Also, if police know, they can increase patrols in an area, and can let the public know what happened, Czapiewski said.
Nienhuis has observed UND police interact with victims as part of a crisis response team that offers help to students in any kind of crisis.
"In my experience, campus police, all males have been really good in the way they handled victims," Nienhuis said. "They haven't asked blaming questions, and I pick up on that stuff right away."
Czapiewski is a good man with a solid heart, and he would do anything he could to help women," Nienhuis said.

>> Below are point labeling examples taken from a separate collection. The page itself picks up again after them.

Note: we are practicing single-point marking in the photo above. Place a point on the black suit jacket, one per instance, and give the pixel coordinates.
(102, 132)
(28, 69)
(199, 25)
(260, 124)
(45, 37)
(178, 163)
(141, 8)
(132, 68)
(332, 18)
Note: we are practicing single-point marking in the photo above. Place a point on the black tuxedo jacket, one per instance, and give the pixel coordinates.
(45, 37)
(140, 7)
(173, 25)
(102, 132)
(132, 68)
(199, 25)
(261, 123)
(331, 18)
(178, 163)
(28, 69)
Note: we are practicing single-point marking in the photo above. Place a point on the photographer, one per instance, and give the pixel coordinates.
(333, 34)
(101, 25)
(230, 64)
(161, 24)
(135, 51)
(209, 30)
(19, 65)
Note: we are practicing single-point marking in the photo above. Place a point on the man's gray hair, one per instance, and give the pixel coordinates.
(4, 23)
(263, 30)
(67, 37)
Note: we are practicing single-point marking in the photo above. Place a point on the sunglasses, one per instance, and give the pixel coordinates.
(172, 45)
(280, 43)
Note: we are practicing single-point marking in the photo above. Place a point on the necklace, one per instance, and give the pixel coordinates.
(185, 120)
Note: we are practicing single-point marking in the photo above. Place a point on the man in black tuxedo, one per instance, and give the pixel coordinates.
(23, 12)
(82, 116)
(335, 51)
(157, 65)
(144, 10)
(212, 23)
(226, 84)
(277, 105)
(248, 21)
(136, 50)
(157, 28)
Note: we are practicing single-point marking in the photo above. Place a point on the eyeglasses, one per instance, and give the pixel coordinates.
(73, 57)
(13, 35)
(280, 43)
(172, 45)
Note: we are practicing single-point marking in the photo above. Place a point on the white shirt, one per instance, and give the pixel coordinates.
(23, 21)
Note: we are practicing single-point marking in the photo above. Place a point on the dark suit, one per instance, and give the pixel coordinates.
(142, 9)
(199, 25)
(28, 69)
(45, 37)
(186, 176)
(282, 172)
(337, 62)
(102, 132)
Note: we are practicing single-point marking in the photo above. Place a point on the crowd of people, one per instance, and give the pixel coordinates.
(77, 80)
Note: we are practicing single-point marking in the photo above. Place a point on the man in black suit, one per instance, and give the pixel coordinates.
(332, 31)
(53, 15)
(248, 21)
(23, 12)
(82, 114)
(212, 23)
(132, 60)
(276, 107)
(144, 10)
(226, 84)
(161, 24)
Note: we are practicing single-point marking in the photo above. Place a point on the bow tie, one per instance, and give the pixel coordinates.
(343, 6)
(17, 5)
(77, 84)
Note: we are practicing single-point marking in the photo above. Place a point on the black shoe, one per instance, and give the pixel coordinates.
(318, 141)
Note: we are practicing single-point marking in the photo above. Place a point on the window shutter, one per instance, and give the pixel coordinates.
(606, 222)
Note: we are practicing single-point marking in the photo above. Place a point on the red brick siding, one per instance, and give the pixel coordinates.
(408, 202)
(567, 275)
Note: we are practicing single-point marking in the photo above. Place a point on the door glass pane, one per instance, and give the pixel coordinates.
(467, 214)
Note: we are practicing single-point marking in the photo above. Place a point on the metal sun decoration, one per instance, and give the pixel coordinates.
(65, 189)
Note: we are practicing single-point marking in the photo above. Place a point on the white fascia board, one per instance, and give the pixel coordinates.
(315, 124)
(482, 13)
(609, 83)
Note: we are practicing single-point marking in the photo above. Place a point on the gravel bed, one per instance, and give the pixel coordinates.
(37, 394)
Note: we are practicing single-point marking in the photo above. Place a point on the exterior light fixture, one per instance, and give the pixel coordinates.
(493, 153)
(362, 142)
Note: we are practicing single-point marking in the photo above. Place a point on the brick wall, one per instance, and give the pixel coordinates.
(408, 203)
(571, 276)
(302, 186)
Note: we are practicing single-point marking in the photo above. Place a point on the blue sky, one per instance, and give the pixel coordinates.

The crisis team makes referrals and encourages women to report assaults, said Kathy Fick, campus minister at Christus Rex. UND Police are very aggressive at trying to find assailants, she said. "I've been suprised. It feels a little different than you might expect from a state institution."
More emotional support
There have been changes in people's attitudes about rape. Friends used to be horrified and shocked when a woman talked about rape, further traumatizing the woman, Fick said. Now, friends are more likely to offer emotional support and encourage the woman to report it.
"I'm sensing that more people are willing to come forward," Dean Elsinga said. Rape is unbelievable to many people, and there is often a lot of self-blame and sometimes family members blame victims also, she said. But there has been a lot of education about the topic of abuse and the more supportive atmosphere lessens the trauma and encourages women to report.
There will be a change in the Code of Student Life next fall that should help women students, Elsinga said. Students felt that where there had been an assault the victim should not have to be in a class with the assaulter. As a result, the assaulter would be asked to leave campus until the person who has assaulted had completed the degree.
Another charge should also help students who want to report a rape. Now, a woman who want to report a rape must appear before a committee of about 10 people and tell her story, Elsinga said. Students want to make that process less intimidating by reducing the number of people who would be present.